That's remarkably horrifying, but also fascinating. If grass is intelligent in any respect in our world it is beyond our ability to detect.
You requested more details on what humans are, focusing specifically on baseline biological humans: In outward appearance humans are bilaterally symmetric creatures with a two arms and two legs, both arms and legs are connected to a torso with joints that can articulate in a variety of directions, at the center of each arm and each leg is another joint allowing for additional flexibility. At the end of the arms opposite the torso are hands, which are a structure connected to the arm with yet another joint.
Hands have four fingers which are connected to the hand with one joint and possess a further two internal joints but unable to move entirely independently of one another and a fifth finger which has a greater degree of independent movement but is attached to the hand internally and thus has only one apparent internal joint to visual inspection.
The feet are connected to the legs in a similar though somewhat different joint to how the hands are connected, imposing a default right angle between the orientation of the foot and the leg. These feet have five toes which are under substantially more limited volitional control and are much shorter but are otherwise identical to how I described the fingers.
The human torso has some ability to bend along its up-down axis, arching in the process towards the direction in which it is bending. Humans can also twist their torso to orient the upper portions of the torso differently from the lower portion to which their legs are attached. Humans also possess a thinner structure referred to as their neck with all the same types of motion as their torso that connects the top of their torso to their head, a vaguely spherical structure, which mounts the majority of their sensory organs.
The human head has two forward facing visual receptors we call eyes, which have some degree of ability to reorient from their position within the head. We also have two sound receptors called ears mounted to the sides of our head.

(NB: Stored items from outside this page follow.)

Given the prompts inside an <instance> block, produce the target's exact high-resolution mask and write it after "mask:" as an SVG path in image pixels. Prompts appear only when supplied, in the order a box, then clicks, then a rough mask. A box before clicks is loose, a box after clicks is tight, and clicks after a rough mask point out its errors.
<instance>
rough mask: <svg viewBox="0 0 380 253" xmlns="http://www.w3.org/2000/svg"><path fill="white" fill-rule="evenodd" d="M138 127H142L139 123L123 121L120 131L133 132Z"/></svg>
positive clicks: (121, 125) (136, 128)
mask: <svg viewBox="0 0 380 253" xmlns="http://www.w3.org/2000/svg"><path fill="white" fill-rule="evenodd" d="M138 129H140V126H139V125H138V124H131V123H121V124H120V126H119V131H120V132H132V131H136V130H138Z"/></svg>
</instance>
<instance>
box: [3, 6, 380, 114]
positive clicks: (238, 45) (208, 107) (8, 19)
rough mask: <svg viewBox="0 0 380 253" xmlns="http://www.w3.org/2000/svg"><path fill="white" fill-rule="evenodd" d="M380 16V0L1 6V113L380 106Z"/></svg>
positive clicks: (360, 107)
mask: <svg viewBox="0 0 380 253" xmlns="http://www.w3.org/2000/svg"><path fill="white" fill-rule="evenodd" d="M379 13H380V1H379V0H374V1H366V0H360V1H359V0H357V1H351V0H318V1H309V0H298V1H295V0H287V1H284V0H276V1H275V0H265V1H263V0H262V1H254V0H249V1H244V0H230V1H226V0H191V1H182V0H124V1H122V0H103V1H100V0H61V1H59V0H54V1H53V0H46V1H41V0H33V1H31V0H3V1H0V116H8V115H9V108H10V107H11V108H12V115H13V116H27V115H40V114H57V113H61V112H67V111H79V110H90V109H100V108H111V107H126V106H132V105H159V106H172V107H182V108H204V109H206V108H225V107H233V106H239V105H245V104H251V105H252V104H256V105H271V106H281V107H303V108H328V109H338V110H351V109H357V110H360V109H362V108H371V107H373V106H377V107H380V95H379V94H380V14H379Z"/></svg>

Between and below the eyes is an olfactory, or smell receptor through which humans can intake needed gases and also derive some of the properties of those gases. Below the nose is a structure called the mouth which humans use for intake of solid and liquid nutritional content, a second intake for needed gases, and by varying the shape in concert with the shape of various internal parts humans are able to use it to produce sounds for communication purposes. Humans also have a structure called a tongue within their mouth which helps with detecting the properties of matter it is brought in contact with and also assists in forming sounds for communcation.